Inzwischen habe ich einige ähnliche Fälle in meinem Freundeskreis erlebt. Heute denke ich jeder hat sein Schicksal und auch wenn wir gerne auf jeden geliebten Menschen aufpassen möchten, können wir es einfach nicht. Vielen ging es so wie mir. Irgendwo hat es mich beruhigt. Am Anfang dachte ich auch ich drehe durch und es beruhigt einen zu sehen, nein, anderen geht es genauso. Es hilft nicht über die Trauer hinweg, aber es beruhigte mich.

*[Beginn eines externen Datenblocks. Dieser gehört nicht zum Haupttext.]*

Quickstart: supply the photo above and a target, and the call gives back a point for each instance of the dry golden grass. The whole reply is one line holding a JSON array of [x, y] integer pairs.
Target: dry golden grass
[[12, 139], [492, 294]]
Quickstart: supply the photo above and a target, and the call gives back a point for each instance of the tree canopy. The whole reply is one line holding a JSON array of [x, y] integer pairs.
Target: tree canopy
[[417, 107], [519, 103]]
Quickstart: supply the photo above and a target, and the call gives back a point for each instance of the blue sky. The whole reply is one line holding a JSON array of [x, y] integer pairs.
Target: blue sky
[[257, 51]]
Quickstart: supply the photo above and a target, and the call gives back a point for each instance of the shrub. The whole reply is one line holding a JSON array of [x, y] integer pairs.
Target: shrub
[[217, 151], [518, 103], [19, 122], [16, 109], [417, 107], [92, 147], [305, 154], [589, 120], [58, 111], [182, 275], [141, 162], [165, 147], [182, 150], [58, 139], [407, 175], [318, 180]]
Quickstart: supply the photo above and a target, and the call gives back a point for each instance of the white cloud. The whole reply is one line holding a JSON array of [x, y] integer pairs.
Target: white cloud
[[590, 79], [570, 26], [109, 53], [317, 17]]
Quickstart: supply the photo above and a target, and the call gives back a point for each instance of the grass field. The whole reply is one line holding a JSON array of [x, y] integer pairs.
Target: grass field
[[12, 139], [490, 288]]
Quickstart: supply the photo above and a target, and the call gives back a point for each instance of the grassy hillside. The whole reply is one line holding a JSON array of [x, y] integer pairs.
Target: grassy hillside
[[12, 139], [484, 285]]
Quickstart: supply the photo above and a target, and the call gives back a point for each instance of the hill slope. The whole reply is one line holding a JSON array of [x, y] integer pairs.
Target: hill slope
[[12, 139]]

Ihr Tod hat mich sehr verändert. Inzwischen rede ich nicht mehr mit vielen darüber. Viele können es nicht nachvollziehen, was ich nicht nachvollziehen kann. Ich muss niemanden verloren haben umzu wissen dass diese Trauer nicht vergeht bzw. die Lücke nicht geschlossen werden kann. Ich versuche mich darüber nicht mehr zu ärgern. Ich habe bemerkt dass mir Gespräche mit solchen Menschen nichts bringen und deswegen lasse ich sie. Ich habe meine Familie und ein paar enge Freunde mit denen ich darüber reden kann und das reicht mir aus. Ich habe viel darüber geredet damals und auch in den 9 Jahren. Es gibt auch heute noch Tage da überkommt es mich.
Letztes Jahr verstarb ein Schulfreund von mir. Für mich war es das schlimmste seine Mutter so sehen zu müssen. Ich weiß nicht ob ich versteht was ich euch damit sagen möchte, aber ich hoffe es. Es hat mich fast zerrissen und ich kenne diese Frau nicht. Es brachte mich sehr zum nachdenken. Unsere Schicksale sind alle schlimm, aber es gibt immer noch schlimmere Dinge auf dieser Welt. Wir haben unsere Erinnerungen und auch Trauer in unserem Herzen, das kann uns niemand nehmen! Ich denke mir unsere Mütter würden nicht wollen dass wir uns hier quälen mit der Trauer. Es gibt gute und schlechte Tage. Ich kann euch nur sagen ihr werdet wieder lachen können, auch wenn sich alles verändert hat. Unsere Mütter wollen bestimmt alle dass es uns gut geht und wir unser Leben leben und genießen. Darum sollten wir uns täglich auf´s Neue bemühen und ich bin mir sicher dass sie immer noch an unserer Seite sind und auf uns aufpassen. Passt auf euch auf und fühlt euch gedrückt!